The 2020 season schedule had to be completely revised due to COVID, with the championship only officially starting in Austria in early July with back-to-back races at the Red Bull Ring. An initial attempt to start 2020 in Melbourne as planned was cancelled on the Friday of the race weekend after a McLaren team member tested positive for the virus, and led to the sport going into shutdown as the world dealt with the global outbreak.

Now a 17-race schedule has been finalized that will end in Abu Dhabi on December 13, attention has turned to the 2021 plans that still prove extremely challenging due to the uncertainty of the COVID situation moving forward.

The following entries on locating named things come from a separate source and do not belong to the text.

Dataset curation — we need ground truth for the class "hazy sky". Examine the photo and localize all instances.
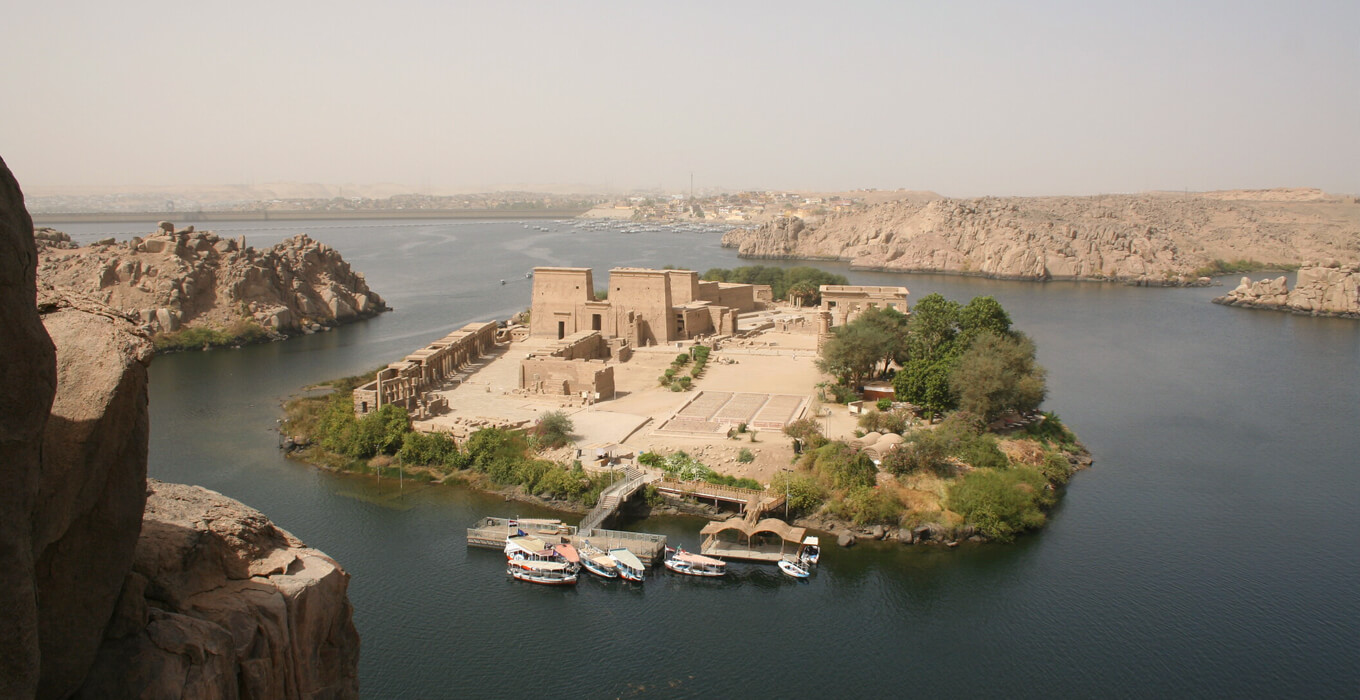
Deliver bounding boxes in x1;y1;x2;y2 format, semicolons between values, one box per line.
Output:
0;0;1360;196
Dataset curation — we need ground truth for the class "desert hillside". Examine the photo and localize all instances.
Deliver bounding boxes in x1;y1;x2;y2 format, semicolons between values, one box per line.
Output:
722;189;1360;283
37;223;386;334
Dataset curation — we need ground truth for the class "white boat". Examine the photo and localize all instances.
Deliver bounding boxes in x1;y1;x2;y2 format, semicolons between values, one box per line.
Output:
798;534;821;567
581;555;619;579
581;540;619;579
609;548;647;583
779;559;812;579
506;559;577;586
662;546;728;576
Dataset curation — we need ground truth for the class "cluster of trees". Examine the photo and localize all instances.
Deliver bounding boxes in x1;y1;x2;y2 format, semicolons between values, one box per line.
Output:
703;265;850;306
638;450;764;489
894;294;1047;421
819;294;1047;421
306;391;608;506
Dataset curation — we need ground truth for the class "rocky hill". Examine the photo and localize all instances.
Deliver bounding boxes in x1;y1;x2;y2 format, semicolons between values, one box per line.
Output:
38;223;386;334
0;160;359;699
1213;260;1360;318
722;190;1360;284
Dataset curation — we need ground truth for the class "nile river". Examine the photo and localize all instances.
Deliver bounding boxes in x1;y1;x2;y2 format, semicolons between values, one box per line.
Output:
56;222;1360;697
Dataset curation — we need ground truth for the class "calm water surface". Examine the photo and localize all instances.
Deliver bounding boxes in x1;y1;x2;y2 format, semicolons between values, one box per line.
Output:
58;222;1360;697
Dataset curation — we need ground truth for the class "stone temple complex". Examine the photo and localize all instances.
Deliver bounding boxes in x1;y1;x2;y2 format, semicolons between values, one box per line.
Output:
354;268;907;418
529;268;756;348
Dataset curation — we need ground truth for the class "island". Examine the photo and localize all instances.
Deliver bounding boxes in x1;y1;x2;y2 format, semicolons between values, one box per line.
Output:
283;266;1091;546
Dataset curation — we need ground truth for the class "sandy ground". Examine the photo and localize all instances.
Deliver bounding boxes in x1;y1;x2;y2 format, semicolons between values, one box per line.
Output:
422;309;854;484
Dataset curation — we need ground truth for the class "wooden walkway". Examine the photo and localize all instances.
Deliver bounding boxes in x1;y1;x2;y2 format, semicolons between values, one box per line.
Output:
468;518;666;564
579;466;649;536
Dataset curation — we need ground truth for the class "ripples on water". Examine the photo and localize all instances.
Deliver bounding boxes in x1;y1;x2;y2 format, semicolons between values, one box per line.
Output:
58;222;1360;697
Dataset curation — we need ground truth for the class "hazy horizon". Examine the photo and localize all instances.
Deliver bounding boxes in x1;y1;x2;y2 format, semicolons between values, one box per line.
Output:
0;1;1360;197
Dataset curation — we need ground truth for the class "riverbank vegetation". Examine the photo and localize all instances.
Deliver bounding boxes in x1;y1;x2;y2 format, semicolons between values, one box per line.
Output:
151;318;272;352
1191;258;1299;277
284;383;609;508
703;265;850;306
799;294;1088;541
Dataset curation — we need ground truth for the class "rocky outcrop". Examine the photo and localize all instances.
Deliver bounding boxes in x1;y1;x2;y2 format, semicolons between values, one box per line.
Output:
722;194;1360;284
79;480;359;699
0;152;57;697
1213;260;1360;318
0;160;358;697
38;222;386;334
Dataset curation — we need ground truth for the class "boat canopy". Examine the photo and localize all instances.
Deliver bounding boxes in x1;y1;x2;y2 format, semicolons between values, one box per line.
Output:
676;552;728;567
506;536;548;552
552;545;581;564
699;517;808;542
609;549;646;571
514;560;567;571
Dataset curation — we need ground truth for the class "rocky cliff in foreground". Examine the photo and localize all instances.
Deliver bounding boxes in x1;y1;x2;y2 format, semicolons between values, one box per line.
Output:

Australia enacted extremely harsh travel restrictions to control the virus, and currently only returning Australian citizens, residents and those with special permissions are allowed into the country. The majority have to quarantine for two weeks, and there is a limit of 4,000 people per week who can enter, but the restrictions have not stopped plans to start the 2021 season in its traditional location of Melbourne.

Albert Park is due to kick-off a 22-race calendar — the same amount of races that were originally on this year’s schedule — with RACER understanding at least one new addition is likely to be added in the form of a street race in Jeddah, Saudi Arabia, late in the year. There has been an increase in Saudi investment in the sport in recent years, including the arrival of energy company Aramco as a global partner and race sponsor this season.

Plans for the 2021 calendar remain provisional due to the COVID-19 situation, with increasing numbers of cases in Europe seeing further restrictions introduced in many countries — including the UK where F1 is based — in recent weeks.